光と影に咲き誇る英雄譚   作:トラソティス

163 / 253


皆さん超絶お久しぶりです。
最近リアルでクッソ忙しくなってしまった作者です。はい、投稿意欲だけでさえキツイのにリアルの事情が重なると厳しいなぁ…

シノマスでは妖魔ノ巣序は見事クリア、アレ頭お菓子なるでホンマ。(半蔵と焔紅蓮隊の難易度がパナい)
と言うか、妖魔の巣登場か…この作品もそろそろ出番ですよ妖魔の巣…

久しぶりの続きをどうぞッ


162話「廻る、抗う、運命の輪」

 

 

 

 

 

 

 

「オールマイトの…死」

 

 

 隠された真実を吐露したオールマイトに、緑谷出久は息を詰まらせる。

 オールマイトの決定打された死の宣言に、目の前が真っ暗に擦り潰される緑谷は、言葉を発することが出来ない。

 今までは如何なる窮地をも脱し、信念と供に理不尽をその拳で打ち砕いて来た。

 

 その分、ワン・フォー・オールの結晶の残り火が弱まると同時に、命の灯火さえ掻き消えて行くかのような…

 

 生きて欲しい――オールマイトは死んで欲しくない。

 平和の象徴は悪に屈さず、明日も笑顔で笑って生きて行く…でも、そんなのは生きて欲しい、そうであって欲しいという、人間の生み出した願望でしかない。

 

 人はいずれ死ぬ――だからこそ命とは尊く、限りある時間を精一杯生きようとする。

 幾ら人は死ぬと頭の中で理解してようと、それは具体性のない話であって、当たり前だからだ。

 第一自分がいつ死ぬのかなんて、誰も知らないし想像するだけ無駄なのだから、仕方がないだろう。

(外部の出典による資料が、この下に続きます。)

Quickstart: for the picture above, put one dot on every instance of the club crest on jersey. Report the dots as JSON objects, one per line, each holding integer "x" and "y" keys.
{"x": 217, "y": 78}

誰も自分に降り掛かる死なんて見たくもないし、望んでもいない。

 

 

 しかし、だ――未来予知は他人の死を先見する事さえ可能にしてしまう。

 況してや、己の死を先に知ることは、絶対的に回避は不可能なのだから。

 

 人は死に方を選べるし、不意な死が現実に突きつけられることだってある。生きてる上で『死』の概念からは逃れる術は無い。

 だが…

 

 

「オールマイトが、死ぬ――」

 

 

 決定された未来の死が、現実として突きつけられる。

 

 

「それから後継者の件、君と出会い力の譲渡を緑谷少年に選んだとナイトアイに報告した。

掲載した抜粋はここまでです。